Cédric Diserens à propos des conséquences de l’eruption (Edition 2010-19)

Le nuage de fumée voile les mémoires

Beaucoup s’accordent à dire que le domaine des voyages est merveilleux parce qu’on y apprend sans cesse quelque chose de nouveau. L’éruption d’Eyjafjöll aura montré que tout est encore très loin d’avoir été prévu en matière de règlement. 

Le rapatriement des nombreux voyageurs, qu’ils soient de loisir ou d’affaires, s’est révélé chaotique puisque pour la première fois dans l’histoire du tourisme moderne –même dans l’histoire de l’aviation tout court- il a été possible prendre la mesure de la quantité – pour ne pas dire de la masse – de voyageurs qui empruntent les voies aériennes. «Le malheur des uns fait bien souvent le bonheur des autres». Il y a fort à parier que les riverains des aéroports sont aujourd’hui bien déprimés.

Pour d’autres, le dicton qui s’applique serait plus «l’occasion fait le larron». Ainsi, certains hôteliers n’ont pas hésité à faire grimper les prix, tandis que certaines compagnies aériennes demandaient un paiement forfaitaire pour figurer sur la liste des premiers à partir… D’une manière beaucoup plus légitime, les loueurs de voitures et les autocaristes auront su profiter de l’occasion en montrant une souplesse et une vitesse de réaction impressionnante. Nombreux sont les passagers qui seront rentrés en car depuis des destinations proches.

Mais tout cela ajouté aux différentes mesures prises par les professionnels de Suisse (mise en place de centre d’appel, permanence, heures supplémentaires, frais de téléphone, énergie humaine) aura eu un coût pour la branche côté vente et revente. Un coût dont tous se seraient certainement bien passé. L’aérien également aura fait les frais d’une interruption jugée exagérée. La lutte se poursuivra d’ailleurs ces prochains jours pour savoir qui sera dédommagé par l’Etat. Et si l’aérien l’est nul doute que ECTAA et les autres associations nationales feront leur possible pour que voyagistes et agences le soient aussi.

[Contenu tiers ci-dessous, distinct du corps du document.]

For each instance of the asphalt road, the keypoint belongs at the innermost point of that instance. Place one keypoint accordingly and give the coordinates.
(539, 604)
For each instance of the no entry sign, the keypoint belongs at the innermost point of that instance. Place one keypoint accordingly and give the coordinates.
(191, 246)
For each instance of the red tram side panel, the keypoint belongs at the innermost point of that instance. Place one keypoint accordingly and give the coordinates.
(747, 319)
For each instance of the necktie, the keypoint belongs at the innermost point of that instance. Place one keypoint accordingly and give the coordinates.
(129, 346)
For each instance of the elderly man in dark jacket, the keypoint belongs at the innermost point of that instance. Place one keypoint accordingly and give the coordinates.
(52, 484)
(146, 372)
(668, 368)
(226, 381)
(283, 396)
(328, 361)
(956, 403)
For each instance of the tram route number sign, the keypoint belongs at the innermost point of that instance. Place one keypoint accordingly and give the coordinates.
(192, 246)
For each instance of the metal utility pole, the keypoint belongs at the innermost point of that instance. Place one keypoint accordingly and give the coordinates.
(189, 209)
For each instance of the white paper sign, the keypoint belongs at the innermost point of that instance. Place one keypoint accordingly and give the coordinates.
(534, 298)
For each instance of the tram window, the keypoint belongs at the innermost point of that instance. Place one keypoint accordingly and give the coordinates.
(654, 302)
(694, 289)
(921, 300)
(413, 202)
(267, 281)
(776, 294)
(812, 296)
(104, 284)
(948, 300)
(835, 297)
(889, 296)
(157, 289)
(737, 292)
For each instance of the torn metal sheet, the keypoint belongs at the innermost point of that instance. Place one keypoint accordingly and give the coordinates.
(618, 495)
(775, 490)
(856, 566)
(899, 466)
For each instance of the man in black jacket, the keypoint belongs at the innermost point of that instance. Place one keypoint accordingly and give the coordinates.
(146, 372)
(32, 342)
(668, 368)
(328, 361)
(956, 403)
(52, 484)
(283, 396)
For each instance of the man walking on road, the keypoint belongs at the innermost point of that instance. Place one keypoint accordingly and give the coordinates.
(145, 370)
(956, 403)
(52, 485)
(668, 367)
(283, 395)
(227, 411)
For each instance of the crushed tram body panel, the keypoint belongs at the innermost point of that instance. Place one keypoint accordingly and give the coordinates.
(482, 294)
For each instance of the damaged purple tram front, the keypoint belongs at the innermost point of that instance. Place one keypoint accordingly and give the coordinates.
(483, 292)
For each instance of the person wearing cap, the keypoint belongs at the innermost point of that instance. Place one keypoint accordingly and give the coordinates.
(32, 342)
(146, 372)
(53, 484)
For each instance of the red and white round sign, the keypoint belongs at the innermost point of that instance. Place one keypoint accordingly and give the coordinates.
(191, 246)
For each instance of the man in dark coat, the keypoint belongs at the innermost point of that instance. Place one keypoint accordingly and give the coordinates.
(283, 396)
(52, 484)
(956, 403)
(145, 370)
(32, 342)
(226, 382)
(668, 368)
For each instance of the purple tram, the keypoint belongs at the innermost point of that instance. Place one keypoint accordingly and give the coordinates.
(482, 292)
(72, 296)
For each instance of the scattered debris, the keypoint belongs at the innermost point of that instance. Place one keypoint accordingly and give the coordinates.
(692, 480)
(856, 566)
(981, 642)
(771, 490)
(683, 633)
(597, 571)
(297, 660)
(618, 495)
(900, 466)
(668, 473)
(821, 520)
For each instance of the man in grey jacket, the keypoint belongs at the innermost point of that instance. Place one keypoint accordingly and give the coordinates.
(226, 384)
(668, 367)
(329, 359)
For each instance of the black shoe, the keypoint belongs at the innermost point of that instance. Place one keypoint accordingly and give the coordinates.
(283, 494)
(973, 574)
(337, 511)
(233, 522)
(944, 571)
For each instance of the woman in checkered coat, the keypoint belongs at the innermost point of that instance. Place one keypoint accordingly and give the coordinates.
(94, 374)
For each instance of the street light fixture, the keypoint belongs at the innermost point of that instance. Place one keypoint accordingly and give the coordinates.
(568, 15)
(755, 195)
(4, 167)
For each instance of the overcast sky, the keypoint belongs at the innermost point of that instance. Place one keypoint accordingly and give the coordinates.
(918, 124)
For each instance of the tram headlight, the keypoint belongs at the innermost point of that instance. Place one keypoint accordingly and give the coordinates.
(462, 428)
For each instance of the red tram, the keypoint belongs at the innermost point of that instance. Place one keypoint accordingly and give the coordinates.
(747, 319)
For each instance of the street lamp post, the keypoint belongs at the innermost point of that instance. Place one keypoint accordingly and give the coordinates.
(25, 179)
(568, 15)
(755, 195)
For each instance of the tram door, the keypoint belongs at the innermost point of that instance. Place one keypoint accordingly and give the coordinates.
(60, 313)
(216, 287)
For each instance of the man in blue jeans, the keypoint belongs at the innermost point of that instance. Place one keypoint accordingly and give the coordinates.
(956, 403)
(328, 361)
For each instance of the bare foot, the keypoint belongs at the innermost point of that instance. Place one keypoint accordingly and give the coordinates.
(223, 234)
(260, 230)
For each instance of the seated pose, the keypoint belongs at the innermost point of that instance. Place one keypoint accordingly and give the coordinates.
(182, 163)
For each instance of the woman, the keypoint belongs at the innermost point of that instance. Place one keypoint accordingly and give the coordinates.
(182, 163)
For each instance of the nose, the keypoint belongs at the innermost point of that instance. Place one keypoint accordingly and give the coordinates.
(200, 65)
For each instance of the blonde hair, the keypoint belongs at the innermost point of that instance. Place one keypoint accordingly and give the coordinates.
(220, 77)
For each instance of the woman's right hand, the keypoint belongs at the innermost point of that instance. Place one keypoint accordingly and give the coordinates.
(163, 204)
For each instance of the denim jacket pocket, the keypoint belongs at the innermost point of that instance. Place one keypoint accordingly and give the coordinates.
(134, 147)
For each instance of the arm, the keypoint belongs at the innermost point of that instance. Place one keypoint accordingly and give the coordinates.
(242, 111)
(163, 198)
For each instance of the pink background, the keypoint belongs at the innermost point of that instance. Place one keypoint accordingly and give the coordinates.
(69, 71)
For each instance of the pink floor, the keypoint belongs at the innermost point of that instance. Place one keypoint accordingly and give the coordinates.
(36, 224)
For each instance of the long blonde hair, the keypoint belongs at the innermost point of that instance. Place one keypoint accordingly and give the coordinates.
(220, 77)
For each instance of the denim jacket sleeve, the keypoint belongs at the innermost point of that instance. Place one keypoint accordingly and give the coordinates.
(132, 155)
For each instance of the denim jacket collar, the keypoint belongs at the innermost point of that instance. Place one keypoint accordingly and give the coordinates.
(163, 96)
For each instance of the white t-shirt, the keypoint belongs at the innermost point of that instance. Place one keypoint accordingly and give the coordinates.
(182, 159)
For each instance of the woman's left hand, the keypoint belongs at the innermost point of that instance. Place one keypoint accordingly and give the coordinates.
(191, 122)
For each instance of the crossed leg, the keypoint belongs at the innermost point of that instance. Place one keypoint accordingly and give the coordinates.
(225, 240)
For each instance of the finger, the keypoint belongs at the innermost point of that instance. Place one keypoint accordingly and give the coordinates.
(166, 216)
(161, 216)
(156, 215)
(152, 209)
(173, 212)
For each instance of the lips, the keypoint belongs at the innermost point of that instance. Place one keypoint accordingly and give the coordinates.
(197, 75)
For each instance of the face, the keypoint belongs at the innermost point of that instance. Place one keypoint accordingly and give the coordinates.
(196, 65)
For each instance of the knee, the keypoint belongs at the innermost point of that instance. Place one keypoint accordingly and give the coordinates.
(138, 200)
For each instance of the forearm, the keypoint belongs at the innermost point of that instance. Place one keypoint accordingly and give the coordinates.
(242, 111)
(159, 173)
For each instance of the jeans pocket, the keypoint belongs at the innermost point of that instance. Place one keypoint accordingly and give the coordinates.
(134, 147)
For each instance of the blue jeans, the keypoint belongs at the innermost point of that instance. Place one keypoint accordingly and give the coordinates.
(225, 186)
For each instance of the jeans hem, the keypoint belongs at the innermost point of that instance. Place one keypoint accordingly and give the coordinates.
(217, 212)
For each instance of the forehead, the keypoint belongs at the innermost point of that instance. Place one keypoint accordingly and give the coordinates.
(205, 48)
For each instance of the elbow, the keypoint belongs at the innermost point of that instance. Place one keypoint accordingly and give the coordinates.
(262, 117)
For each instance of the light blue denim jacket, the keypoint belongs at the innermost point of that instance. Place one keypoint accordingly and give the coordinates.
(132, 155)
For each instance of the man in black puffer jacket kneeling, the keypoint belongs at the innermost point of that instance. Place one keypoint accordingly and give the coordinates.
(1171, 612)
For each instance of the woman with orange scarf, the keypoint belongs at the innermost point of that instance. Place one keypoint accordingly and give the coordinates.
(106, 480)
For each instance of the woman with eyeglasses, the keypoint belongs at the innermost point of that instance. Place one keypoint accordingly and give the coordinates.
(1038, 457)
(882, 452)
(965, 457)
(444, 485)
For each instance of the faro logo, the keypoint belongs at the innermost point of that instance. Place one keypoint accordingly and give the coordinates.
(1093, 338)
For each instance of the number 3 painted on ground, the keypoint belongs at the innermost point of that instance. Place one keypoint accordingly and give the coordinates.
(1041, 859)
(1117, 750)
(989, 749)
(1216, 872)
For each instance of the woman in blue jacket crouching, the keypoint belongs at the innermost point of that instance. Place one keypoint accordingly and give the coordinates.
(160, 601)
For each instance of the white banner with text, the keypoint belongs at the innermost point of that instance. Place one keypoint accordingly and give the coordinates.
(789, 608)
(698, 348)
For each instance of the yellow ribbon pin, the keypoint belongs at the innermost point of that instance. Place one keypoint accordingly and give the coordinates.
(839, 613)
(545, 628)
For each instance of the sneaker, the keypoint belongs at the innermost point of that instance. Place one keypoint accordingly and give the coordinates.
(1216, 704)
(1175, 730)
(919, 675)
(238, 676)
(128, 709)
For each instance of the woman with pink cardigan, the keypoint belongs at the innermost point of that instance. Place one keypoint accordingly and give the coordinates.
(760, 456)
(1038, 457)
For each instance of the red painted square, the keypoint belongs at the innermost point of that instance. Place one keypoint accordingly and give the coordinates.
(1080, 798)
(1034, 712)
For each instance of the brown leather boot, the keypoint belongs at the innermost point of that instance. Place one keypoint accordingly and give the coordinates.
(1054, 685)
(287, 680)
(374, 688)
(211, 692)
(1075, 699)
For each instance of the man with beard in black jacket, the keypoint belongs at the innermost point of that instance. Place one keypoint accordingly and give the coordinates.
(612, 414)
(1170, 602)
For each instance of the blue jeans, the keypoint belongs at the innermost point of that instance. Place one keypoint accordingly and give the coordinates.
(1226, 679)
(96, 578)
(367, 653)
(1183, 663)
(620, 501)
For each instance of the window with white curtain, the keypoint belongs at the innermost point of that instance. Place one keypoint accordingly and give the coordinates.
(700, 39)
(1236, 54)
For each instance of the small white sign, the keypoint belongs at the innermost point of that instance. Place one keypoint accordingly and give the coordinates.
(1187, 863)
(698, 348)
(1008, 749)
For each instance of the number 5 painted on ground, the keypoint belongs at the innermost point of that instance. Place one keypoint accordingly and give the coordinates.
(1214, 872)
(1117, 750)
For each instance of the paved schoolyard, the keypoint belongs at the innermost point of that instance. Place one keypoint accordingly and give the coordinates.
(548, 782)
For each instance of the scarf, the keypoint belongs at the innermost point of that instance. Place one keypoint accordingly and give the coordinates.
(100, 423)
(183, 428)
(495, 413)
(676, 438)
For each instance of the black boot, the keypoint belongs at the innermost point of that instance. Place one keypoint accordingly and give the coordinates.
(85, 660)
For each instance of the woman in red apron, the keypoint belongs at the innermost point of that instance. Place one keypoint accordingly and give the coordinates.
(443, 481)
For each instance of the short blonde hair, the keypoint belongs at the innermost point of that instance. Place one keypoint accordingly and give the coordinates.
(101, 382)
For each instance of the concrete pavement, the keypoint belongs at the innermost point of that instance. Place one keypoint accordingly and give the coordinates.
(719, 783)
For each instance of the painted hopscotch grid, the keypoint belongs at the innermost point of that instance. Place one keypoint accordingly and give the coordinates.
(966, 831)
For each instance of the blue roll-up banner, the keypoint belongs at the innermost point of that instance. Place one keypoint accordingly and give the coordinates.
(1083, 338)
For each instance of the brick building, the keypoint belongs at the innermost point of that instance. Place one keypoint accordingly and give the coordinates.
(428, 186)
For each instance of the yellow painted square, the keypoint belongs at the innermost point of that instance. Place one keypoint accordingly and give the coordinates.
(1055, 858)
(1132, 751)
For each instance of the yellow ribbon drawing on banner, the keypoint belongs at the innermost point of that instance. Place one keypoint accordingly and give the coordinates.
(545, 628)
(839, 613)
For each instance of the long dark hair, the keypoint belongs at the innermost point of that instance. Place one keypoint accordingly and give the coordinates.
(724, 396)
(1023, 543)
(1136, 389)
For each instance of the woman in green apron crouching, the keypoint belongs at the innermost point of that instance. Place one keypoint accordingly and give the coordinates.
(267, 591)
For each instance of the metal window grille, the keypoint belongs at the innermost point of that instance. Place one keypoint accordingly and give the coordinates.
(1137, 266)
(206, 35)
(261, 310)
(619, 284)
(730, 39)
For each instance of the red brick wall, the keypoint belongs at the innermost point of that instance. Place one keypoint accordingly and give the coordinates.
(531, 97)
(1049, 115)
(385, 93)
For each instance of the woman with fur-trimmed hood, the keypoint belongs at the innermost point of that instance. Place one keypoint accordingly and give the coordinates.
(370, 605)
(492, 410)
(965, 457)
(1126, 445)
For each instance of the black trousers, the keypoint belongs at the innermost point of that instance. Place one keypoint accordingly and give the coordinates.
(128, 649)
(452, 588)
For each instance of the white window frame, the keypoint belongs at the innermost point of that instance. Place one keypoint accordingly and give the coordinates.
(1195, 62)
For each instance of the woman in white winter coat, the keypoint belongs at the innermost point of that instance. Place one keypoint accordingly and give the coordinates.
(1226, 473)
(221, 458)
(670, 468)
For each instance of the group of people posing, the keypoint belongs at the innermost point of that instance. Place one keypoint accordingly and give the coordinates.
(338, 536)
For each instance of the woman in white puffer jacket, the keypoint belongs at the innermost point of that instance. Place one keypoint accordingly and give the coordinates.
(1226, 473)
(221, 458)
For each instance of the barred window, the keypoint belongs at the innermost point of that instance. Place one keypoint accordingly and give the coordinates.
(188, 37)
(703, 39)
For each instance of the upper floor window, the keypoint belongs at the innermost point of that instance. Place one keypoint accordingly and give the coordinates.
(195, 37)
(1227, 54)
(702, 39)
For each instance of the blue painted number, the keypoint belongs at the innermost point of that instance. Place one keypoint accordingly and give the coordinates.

Cependant, ce qui aura le plus été obscurcis par le nuage de cendre, c’est la mémoire de tous. A voir ces vacanciers effrayés ou paniqués de ne pouvoir prendre leur vol de retour, on a l’impression que les catastrophes qu’ont été les séismes d’Haïti et du Chili, le tsunami, ou les grands attentats terroristes n’ont jamais existé. C’est d’ailleurs un élément qui ressort lorsque l’on interroge les TOs qui ont été concernés par ce type de problème. L’expérience d’incidents bien plus graves où la sécurité des voyageurs était en jeu a alors servi, ne serait-ce que pour prendre le recul nécessaire à un traitement efficace d’un problème … fumeux?